I’m taking a forced sabbath today. I got some kind of sick and spent most of the day on the couch or bed. Water and Nuun rehydration tablets have been my friends. This is really, really not ideal because I helped with an all-day field trip to Indy yesterday to see Good People (Which is excellent! Go see it!) at the IRT and eat really tremendous food on Mass Ave. It was great. I also have so, so much grading to do and planned to spend today hunched over essays. And the body said, nope.
Sometimes being sick makes one extremely introspective and grateful, like for being able to almost finish Anne Lamott’s Grace (Eventually) Thoughts On Faith before the influenza sent me to bed. Like holding down fizzy water for the last hour. Like managing a short walk in the snow to a friend’s house to watch the Sportsing Bowl, and especially like the snow day my university declared for tomorrow.
However, my heart goes out to the family and friends of Dallas Davis, a student at my university who died in a car accident this morning.

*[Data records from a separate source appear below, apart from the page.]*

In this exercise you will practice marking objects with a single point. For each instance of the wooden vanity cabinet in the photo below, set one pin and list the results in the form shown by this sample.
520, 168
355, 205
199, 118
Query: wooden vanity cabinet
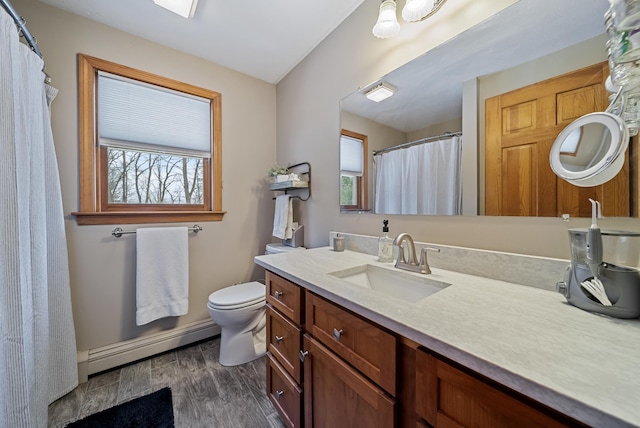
364, 345
285, 311
355, 373
349, 368
451, 396
336, 395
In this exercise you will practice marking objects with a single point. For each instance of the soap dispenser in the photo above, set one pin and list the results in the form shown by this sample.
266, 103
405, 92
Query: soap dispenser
385, 244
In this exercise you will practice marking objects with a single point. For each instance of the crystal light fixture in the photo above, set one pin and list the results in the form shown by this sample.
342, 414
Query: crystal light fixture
387, 25
184, 8
413, 11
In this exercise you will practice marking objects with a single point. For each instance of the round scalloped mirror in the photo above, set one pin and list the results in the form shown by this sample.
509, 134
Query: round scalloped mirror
590, 150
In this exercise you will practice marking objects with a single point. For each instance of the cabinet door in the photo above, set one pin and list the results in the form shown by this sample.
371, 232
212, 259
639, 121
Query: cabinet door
336, 395
361, 343
284, 393
448, 397
284, 342
285, 296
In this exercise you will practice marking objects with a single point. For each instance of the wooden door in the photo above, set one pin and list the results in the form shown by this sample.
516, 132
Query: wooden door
336, 395
521, 127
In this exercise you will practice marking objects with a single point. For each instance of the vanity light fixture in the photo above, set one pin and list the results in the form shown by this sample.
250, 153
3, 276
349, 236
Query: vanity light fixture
380, 92
184, 8
414, 11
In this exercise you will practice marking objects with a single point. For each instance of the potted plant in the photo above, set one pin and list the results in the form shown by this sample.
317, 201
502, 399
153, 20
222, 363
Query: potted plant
278, 174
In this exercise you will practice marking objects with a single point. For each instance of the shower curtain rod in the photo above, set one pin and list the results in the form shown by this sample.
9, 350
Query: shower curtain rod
22, 26
420, 141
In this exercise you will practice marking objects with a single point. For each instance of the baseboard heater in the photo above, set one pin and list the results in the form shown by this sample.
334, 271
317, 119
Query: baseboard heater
117, 354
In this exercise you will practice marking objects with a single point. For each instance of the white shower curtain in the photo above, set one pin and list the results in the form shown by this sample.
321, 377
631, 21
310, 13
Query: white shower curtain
37, 337
420, 179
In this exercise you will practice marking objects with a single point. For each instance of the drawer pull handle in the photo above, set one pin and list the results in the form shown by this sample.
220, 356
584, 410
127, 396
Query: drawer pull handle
337, 334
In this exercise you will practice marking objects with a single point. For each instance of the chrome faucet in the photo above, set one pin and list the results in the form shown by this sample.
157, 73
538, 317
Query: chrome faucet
412, 264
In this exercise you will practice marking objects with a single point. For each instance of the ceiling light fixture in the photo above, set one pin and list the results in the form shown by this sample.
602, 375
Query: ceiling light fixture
184, 8
414, 11
380, 92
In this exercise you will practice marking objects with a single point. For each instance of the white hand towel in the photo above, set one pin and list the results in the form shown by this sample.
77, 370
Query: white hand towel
283, 217
162, 273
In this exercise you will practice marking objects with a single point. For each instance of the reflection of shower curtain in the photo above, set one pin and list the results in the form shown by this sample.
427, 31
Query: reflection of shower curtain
420, 179
37, 338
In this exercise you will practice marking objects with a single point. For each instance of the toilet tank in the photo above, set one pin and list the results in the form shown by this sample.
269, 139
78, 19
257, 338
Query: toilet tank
280, 248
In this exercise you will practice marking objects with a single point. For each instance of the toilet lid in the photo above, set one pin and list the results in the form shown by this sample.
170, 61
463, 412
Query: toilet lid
240, 294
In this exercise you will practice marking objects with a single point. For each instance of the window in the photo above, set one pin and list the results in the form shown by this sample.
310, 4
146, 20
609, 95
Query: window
353, 171
150, 147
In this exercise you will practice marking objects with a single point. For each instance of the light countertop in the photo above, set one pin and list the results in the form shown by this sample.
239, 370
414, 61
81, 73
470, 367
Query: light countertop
584, 365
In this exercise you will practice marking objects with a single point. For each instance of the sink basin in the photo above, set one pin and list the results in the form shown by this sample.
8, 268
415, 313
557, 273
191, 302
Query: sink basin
392, 282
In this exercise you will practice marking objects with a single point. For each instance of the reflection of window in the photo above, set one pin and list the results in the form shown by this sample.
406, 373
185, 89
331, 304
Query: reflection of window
149, 148
353, 170
571, 144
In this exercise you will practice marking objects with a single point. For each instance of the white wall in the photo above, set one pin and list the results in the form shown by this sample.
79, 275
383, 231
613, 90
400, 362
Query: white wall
102, 267
308, 130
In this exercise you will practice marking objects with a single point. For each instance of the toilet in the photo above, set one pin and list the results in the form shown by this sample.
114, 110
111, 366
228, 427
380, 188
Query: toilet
240, 311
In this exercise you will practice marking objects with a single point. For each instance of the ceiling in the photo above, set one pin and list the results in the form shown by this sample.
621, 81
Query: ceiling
429, 88
264, 39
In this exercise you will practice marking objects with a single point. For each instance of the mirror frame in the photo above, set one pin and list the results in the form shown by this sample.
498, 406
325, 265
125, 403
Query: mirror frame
610, 164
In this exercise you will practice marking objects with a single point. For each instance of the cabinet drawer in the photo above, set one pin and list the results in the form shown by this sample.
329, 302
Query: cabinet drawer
284, 342
284, 393
285, 296
447, 396
336, 395
364, 345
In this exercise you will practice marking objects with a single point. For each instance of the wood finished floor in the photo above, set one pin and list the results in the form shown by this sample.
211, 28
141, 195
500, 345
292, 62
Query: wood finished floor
204, 393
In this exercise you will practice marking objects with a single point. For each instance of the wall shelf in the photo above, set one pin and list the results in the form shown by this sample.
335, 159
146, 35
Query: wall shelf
303, 169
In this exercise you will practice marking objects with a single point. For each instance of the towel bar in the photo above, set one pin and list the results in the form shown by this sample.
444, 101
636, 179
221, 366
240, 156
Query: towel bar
118, 232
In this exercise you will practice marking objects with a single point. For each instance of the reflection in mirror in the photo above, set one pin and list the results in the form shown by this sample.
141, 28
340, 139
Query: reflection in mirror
585, 147
590, 150
421, 177
353, 171
429, 96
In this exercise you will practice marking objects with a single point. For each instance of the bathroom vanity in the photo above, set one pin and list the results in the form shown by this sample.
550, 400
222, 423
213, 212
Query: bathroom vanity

Some of my colleagues had him in class, and said he was the kind of student who always saw “the good, the delightful” in other students’ writing and thought. I didn’t know him, but whenever these tragedies happen in our community, I wish I had. I probably could have learned something from him. Maybe it’s not too late. We are approaching the slog of the spring semester, where prepping for classes and grading essays feels like it requires superhuman energy, and here in February, I don’t have much of that at all. It’s not second nature, at this time of year, to remember to praise students for what they have done well. But it’s so essential because that’s how all of us get through in February. Tomorrow, whether I’m still lying on the couch trying to drink water or sitting up on the couch trying to grade, I’m going to try to think of my world the way Dallas would have.
Go with God, Dallas. May your kindness and delight linger with us.